Bien évidemment, Cloudflare n’est pas insensible à cet usage illégal et malveillant de ses services. Mais bien que l’éditeur ne cesse d’imaginer et intégrer de nouveaux systèmes de détection des menaces et de mécanismes de signalement, les attaquants parviennent souvent à exploiter ces services avant la détection du contenu malveillant.
Pour Fortra, se reposer sur les services de Cloudflare ou Akamai ne suffit pas. Il faut aussi y apporter des bonnes pratiques comme vérifier systématiquement les URL des pages de connexion, activer l’authentification à deux facteurs, signaler les tentatives de phishing repérées à Cloudflare et rester vigilant face aux demandes d’informations sensibles.

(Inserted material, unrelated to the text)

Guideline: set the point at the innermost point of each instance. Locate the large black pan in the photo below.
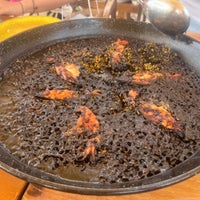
(38, 38)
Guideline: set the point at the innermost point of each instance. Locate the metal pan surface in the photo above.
(31, 41)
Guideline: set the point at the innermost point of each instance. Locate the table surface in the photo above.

Cette situation met finalement en lumière un paradoxe du web moderne : les infrastructures conçues pour sécuriser internet peuvent, lorsqu’elles sont détournées, devenir des vecteurs d’attaque particulièrement efficaces. Elle illustre parfaitement un dilemme – sous-estimé par tous – auquel font face les grands acteurs de l’infrastructure web : comment maintenir l’accessibilité et la démocratisation des services tout en limitant leur potentiel d’exploitation malveillante ? La gratuité et la facilité d’accès, piliers de la croissance de Cloudflare, sont ainsi aujourd’hui devenues involontairement des facilitateurs pour les campagnes de phishing sophistiquées. Ce n’est pas une bonne nouvelle. Mais c’est un rappel qu’il faut rester vigilant, même si les services auxquels on se connecte semblent provenir d’éditeurs réputés et de confiance…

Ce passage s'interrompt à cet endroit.